Im ebenfalls malerisch an einer Mainschleife gelegenen Dörfchen Dettelbach sollte man unbedingt die Kirche Sankt Augustinus im Zentrum der Altstadt aufsuchen. Dort bildet seit 2010 ein dreiflügliger Hochaltar von Michael Triegel, den sie auch den „modernen Raphael“ nennen (siehe dazu Blättchen 24/2011, 16/2014 und 14/2024), den sakralen und optischen Mittelpunkt des Gotteshauses.

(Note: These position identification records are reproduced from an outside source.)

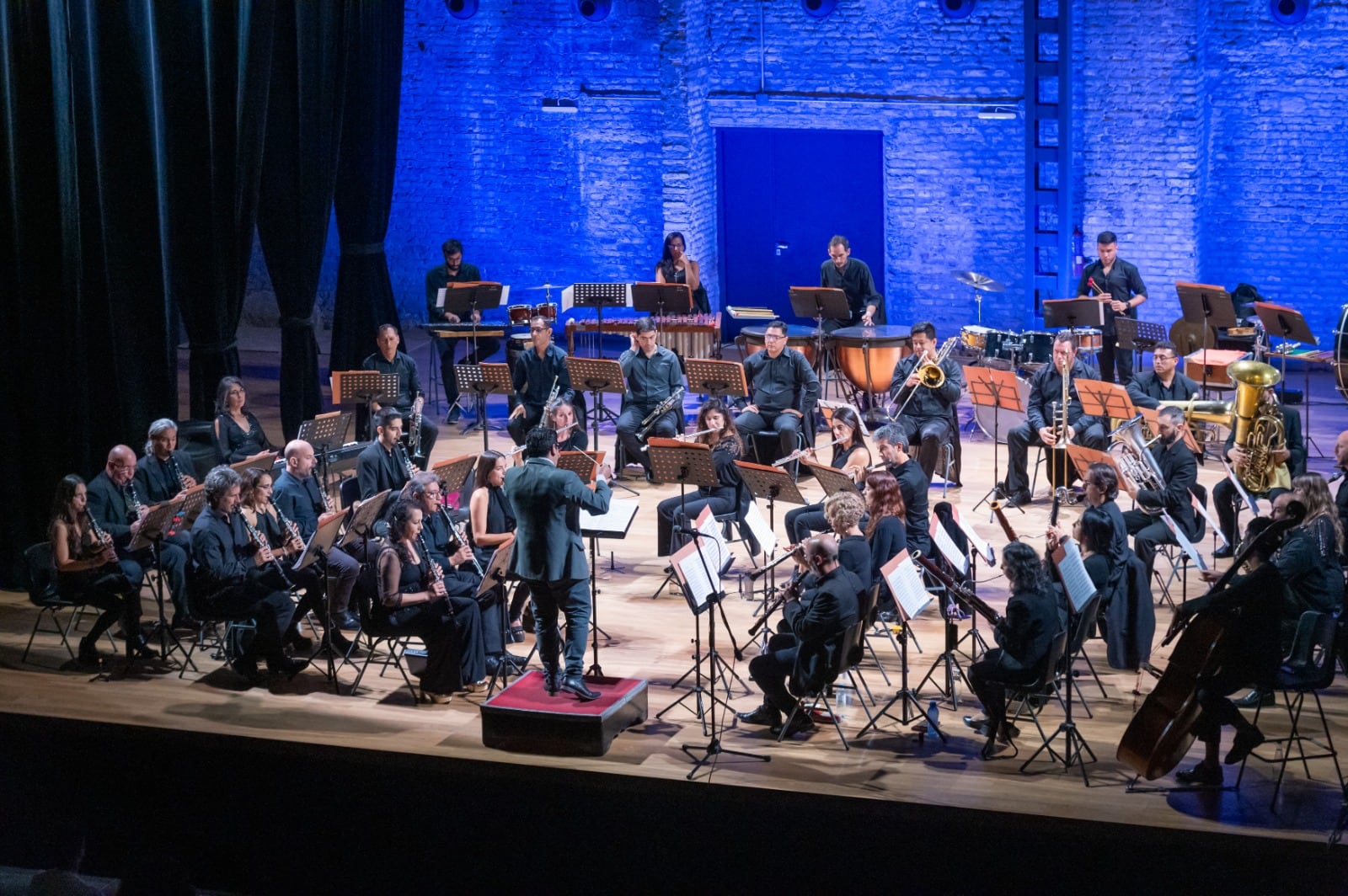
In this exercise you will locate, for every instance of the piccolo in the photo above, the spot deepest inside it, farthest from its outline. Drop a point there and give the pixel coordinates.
(799, 453)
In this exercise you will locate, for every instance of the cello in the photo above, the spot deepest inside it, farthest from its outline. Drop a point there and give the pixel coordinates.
(1161, 733)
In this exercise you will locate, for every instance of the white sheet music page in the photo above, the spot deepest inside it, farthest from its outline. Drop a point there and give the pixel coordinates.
(907, 585)
(948, 547)
(762, 531)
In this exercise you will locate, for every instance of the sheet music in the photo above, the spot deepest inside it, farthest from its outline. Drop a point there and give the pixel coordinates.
(762, 531)
(907, 585)
(1076, 581)
(611, 525)
(1185, 545)
(976, 542)
(948, 547)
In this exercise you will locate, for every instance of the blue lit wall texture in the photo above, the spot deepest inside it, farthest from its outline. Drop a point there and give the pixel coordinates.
(1210, 138)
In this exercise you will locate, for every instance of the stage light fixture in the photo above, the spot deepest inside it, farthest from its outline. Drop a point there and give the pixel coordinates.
(593, 10)
(1289, 11)
(462, 8)
(956, 8)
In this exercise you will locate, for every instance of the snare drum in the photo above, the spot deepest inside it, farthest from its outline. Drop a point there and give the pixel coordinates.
(975, 337)
(1038, 347)
(802, 339)
(867, 355)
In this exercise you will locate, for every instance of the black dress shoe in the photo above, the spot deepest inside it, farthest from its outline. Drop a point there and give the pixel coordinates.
(1255, 698)
(765, 714)
(1244, 743)
(800, 724)
(1200, 775)
(576, 685)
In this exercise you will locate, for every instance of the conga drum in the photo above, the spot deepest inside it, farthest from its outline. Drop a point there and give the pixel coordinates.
(867, 355)
(802, 339)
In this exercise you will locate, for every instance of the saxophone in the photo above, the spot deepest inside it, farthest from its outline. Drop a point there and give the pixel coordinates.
(1257, 426)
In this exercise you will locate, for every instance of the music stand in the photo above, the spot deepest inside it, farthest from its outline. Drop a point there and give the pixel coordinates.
(1208, 307)
(660, 300)
(320, 546)
(820, 302)
(324, 433)
(997, 390)
(1291, 327)
(364, 387)
(718, 379)
(599, 296)
(615, 523)
(597, 376)
(484, 379)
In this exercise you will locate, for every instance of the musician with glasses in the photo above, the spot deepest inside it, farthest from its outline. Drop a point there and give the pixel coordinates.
(116, 504)
(1163, 381)
(653, 376)
(928, 411)
(782, 391)
(438, 278)
(390, 360)
(537, 371)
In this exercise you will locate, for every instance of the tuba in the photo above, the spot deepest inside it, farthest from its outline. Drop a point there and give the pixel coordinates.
(1257, 424)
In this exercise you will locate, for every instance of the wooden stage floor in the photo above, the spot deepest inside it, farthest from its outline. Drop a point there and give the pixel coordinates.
(651, 639)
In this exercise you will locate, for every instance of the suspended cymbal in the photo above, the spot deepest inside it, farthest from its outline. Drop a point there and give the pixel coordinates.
(977, 280)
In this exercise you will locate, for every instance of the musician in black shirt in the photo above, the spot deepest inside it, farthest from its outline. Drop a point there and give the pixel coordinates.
(409, 401)
(1121, 289)
(438, 278)
(851, 275)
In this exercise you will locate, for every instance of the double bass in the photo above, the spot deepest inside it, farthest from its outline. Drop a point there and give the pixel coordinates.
(1161, 733)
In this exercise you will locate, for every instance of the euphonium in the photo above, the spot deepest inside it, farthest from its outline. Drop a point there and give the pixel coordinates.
(1257, 424)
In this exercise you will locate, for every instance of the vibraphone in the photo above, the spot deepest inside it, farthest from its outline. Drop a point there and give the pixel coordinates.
(687, 336)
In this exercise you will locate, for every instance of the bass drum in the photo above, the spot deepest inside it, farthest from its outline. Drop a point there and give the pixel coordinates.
(1341, 352)
(998, 424)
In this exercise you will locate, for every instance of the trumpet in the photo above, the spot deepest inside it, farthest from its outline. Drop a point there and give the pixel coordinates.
(689, 437)
(799, 453)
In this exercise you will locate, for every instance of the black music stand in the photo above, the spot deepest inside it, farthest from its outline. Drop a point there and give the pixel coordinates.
(318, 547)
(484, 379)
(364, 387)
(1289, 325)
(718, 379)
(660, 300)
(599, 296)
(997, 390)
(597, 376)
(821, 303)
(1206, 307)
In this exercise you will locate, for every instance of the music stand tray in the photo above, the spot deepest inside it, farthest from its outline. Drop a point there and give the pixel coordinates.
(1073, 313)
(832, 480)
(455, 472)
(770, 483)
(820, 303)
(662, 298)
(716, 377)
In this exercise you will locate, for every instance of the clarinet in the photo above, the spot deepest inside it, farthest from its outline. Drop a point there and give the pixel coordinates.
(266, 549)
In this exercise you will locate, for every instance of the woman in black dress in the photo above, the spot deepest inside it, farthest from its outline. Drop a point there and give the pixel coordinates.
(849, 456)
(723, 498)
(239, 435)
(411, 601)
(88, 572)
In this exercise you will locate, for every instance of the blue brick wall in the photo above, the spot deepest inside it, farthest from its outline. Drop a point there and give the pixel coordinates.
(1208, 139)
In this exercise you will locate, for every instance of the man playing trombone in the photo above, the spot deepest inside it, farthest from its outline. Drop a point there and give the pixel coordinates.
(1172, 472)
(927, 388)
(650, 406)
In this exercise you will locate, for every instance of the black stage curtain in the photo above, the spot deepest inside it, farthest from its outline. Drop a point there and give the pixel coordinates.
(300, 168)
(366, 184)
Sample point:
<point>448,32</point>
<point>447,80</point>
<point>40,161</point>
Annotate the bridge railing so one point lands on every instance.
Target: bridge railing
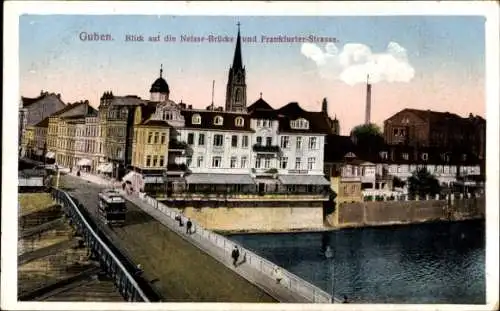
<point>125,282</point>
<point>289,280</point>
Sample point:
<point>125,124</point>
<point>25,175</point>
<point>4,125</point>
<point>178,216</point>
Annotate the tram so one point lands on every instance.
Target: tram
<point>112,208</point>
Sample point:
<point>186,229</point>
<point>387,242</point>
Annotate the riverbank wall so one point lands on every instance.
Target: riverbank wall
<point>384,213</point>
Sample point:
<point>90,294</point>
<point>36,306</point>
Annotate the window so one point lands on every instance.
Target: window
<point>297,163</point>
<point>257,162</point>
<point>239,121</point>
<point>267,162</point>
<point>201,139</point>
<point>269,141</point>
<point>233,162</point>
<point>310,163</point>
<point>190,138</point>
<point>218,140</point>
<point>313,143</point>
<point>244,141</point>
<point>285,142</point>
<point>216,162</point>
<point>299,124</point>
<point>283,162</point>
<point>196,119</point>
<point>298,143</point>
<point>218,120</point>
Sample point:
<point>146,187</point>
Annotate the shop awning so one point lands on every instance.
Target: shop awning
<point>84,162</point>
<point>316,180</point>
<point>131,176</point>
<point>105,168</point>
<point>50,155</point>
<point>153,179</point>
<point>220,179</point>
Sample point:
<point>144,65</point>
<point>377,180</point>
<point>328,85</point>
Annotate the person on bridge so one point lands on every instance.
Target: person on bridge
<point>235,254</point>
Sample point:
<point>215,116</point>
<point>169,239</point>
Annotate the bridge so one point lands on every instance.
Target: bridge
<point>177,267</point>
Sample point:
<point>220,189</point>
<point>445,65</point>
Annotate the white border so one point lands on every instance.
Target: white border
<point>10,125</point>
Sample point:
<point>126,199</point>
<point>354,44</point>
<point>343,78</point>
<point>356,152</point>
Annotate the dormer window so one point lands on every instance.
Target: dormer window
<point>218,120</point>
<point>239,121</point>
<point>299,124</point>
<point>196,119</point>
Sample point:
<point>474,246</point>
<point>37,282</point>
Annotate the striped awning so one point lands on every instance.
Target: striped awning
<point>84,162</point>
<point>317,180</point>
<point>105,168</point>
<point>50,155</point>
<point>220,179</point>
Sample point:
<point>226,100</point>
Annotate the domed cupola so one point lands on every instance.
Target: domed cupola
<point>159,89</point>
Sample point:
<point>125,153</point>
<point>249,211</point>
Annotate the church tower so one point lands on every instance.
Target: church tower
<point>236,92</point>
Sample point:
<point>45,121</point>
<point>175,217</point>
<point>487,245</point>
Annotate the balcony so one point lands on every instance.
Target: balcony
<point>266,149</point>
<point>176,167</point>
<point>175,145</point>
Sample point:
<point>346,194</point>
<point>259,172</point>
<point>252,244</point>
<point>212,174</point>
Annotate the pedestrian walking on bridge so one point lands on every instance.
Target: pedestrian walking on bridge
<point>189,226</point>
<point>235,254</point>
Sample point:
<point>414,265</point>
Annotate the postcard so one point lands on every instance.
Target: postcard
<point>299,156</point>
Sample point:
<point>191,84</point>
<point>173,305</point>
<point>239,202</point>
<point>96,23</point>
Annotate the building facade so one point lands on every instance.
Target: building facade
<point>34,110</point>
<point>426,128</point>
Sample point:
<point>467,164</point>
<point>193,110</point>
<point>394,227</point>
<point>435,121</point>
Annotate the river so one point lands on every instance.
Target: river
<point>420,264</point>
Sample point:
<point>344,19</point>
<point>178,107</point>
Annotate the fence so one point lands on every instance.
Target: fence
<point>123,279</point>
<point>289,280</point>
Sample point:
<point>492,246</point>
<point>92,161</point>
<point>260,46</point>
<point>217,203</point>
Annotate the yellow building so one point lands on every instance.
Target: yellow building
<point>149,151</point>
<point>28,141</point>
<point>61,133</point>
<point>346,190</point>
<point>41,139</point>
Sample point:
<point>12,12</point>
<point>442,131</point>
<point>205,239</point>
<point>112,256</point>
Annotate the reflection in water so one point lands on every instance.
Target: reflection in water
<point>428,263</point>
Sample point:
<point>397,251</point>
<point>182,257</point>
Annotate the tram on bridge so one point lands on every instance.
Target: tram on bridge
<point>112,207</point>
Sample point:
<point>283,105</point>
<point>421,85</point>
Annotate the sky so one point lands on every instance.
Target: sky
<point>421,62</point>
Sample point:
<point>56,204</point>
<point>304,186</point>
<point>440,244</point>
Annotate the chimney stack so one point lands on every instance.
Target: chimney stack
<point>368,101</point>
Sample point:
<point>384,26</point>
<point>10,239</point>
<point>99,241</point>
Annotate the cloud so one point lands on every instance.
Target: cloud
<point>355,61</point>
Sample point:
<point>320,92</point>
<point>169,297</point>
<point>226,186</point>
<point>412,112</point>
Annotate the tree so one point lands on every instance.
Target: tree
<point>367,135</point>
<point>423,183</point>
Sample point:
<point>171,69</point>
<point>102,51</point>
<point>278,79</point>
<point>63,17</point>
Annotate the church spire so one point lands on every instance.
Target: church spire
<point>237,60</point>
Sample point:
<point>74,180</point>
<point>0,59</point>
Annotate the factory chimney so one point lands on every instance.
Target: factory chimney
<point>368,101</point>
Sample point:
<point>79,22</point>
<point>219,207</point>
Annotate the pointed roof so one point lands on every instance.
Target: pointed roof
<point>237,60</point>
<point>160,85</point>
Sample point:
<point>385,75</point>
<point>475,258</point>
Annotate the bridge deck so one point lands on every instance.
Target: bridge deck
<point>179,271</point>
<point>49,267</point>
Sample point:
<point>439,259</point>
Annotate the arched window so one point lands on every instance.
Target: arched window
<point>238,95</point>
<point>218,120</point>
<point>196,119</point>
<point>239,121</point>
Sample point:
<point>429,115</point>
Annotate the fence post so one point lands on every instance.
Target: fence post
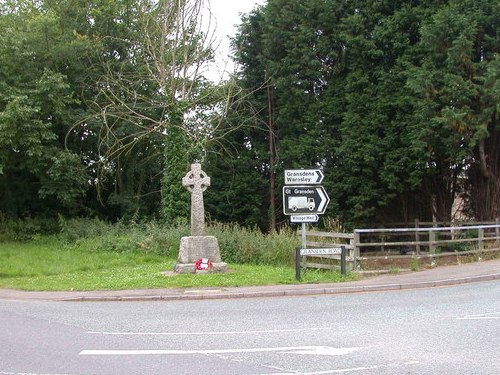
<point>480,237</point>
<point>417,237</point>
<point>355,246</point>
<point>432,241</point>
<point>343,269</point>
<point>497,229</point>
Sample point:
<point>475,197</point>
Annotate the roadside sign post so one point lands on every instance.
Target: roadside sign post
<point>299,252</point>
<point>304,200</point>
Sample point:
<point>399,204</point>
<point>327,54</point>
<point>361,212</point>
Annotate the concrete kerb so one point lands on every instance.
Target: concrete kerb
<point>405,282</point>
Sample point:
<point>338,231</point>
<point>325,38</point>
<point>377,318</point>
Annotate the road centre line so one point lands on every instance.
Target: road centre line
<point>486,316</point>
<point>307,350</point>
<point>215,333</point>
<point>348,370</point>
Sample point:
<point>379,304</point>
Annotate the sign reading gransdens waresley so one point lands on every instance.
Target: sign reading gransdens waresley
<point>301,200</point>
<point>298,200</point>
<point>303,177</point>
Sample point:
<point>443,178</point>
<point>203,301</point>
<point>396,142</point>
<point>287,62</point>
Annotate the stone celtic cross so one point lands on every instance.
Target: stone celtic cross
<point>196,181</point>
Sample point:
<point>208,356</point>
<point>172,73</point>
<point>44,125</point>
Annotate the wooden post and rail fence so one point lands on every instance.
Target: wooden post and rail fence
<point>392,245</point>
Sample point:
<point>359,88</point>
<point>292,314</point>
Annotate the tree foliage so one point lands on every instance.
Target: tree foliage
<point>104,104</point>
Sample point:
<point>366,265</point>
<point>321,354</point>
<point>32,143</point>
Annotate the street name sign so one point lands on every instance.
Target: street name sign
<point>304,218</point>
<point>327,251</point>
<point>303,176</point>
<point>299,200</point>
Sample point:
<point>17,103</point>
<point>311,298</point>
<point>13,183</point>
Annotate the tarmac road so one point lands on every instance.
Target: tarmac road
<point>404,326</point>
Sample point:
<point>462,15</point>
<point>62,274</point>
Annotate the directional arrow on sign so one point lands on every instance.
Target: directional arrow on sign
<point>303,176</point>
<point>300,200</point>
<point>304,218</point>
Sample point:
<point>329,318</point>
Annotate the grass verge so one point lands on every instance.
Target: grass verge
<point>49,265</point>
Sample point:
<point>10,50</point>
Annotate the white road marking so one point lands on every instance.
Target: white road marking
<point>216,333</point>
<point>307,350</point>
<point>495,315</point>
<point>348,370</point>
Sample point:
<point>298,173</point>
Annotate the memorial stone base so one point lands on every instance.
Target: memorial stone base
<point>195,247</point>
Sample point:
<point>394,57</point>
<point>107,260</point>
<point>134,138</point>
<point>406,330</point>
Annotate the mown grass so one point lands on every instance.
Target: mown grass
<point>49,264</point>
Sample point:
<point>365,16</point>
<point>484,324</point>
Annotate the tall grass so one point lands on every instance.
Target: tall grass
<point>237,244</point>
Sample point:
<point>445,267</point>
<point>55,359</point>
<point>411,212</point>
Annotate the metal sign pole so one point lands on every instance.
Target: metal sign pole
<point>297,264</point>
<point>343,267</point>
<point>304,238</point>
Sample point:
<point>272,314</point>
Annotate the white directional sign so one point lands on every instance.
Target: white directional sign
<point>299,200</point>
<point>303,176</point>
<point>304,218</point>
<point>328,251</point>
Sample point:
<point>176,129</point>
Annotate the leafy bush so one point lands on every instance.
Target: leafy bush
<point>26,229</point>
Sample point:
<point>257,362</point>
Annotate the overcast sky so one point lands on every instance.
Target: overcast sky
<point>227,14</point>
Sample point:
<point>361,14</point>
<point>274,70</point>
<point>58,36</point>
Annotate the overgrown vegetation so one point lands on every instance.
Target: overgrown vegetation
<point>84,254</point>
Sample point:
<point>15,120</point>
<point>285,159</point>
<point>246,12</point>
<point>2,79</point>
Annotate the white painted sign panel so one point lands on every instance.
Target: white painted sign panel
<point>303,176</point>
<point>304,218</point>
<point>327,251</point>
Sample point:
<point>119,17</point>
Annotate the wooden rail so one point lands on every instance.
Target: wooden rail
<point>395,243</point>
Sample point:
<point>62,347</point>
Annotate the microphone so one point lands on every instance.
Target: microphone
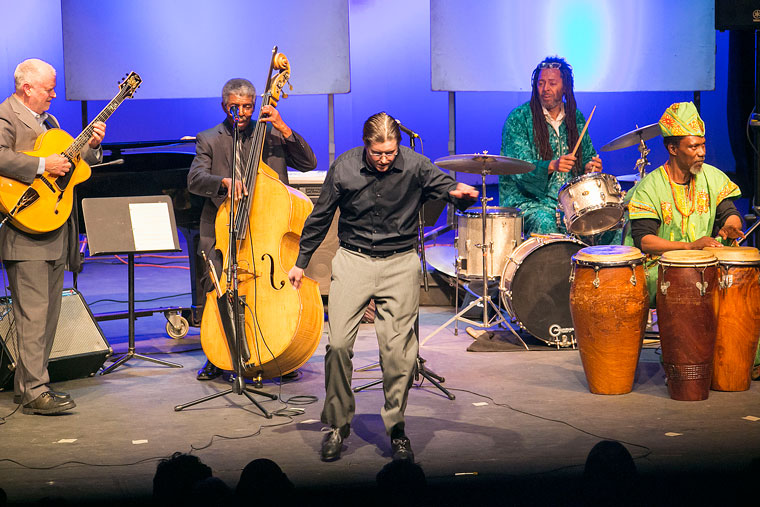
<point>406,130</point>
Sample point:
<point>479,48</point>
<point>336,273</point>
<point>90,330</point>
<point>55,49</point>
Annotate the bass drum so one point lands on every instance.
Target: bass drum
<point>535,287</point>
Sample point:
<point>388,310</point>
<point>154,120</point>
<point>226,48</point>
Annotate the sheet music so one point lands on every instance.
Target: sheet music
<point>151,226</point>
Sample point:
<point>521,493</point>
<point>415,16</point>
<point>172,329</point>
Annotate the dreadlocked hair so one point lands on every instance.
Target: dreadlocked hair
<point>540,128</point>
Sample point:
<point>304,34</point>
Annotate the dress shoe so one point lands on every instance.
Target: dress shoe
<point>333,442</point>
<point>57,394</point>
<point>209,371</point>
<point>46,404</point>
<point>402,449</point>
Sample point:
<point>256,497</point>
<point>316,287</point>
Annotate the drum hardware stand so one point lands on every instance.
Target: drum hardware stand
<point>485,299</point>
<point>237,304</point>
<point>420,369</point>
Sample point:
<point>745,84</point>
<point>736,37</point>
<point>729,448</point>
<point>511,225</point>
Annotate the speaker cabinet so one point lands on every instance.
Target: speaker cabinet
<point>79,346</point>
<point>737,14</point>
<point>320,266</point>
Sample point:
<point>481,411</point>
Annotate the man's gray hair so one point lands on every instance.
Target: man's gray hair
<point>238,86</point>
<point>30,71</point>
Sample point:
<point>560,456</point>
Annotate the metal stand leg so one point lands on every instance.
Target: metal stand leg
<point>238,387</point>
<point>131,347</point>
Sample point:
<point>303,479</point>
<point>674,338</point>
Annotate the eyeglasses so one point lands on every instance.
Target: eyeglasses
<point>380,154</point>
<point>554,65</point>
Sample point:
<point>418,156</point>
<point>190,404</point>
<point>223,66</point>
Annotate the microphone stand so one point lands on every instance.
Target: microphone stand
<point>234,301</point>
<point>421,369</point>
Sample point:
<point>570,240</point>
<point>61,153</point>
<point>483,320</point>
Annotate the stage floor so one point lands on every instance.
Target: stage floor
<point>518,432</point>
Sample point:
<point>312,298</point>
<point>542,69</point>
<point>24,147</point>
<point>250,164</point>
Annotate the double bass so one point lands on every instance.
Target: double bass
<point>282,325</point>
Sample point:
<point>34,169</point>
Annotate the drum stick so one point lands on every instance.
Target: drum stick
<point>583,132</point>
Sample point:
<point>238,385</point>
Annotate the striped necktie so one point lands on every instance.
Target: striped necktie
<point>240,158</point>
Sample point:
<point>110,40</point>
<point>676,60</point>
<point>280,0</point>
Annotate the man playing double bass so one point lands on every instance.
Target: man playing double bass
<point>379,188</point>
<point>211,171</point>
<point>684,204</point>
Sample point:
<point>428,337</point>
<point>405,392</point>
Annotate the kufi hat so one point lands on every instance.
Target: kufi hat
<point>682,119</point>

Der Altar zeigt drei Stationen im Leben des Heiligen Augustinus. Auch der Gekreuzigte ist zu sehen und trägt erkennbar die Züge des Malers. Im geschlossenen Zustand zeigt der Altar lediglich eine verrottete Holztür aus groben Brettern inmitten einer baufälligen Ziegelsteinfassade mit Resten von Putz – auf beides fällt der Schatten des Gekreuzigten.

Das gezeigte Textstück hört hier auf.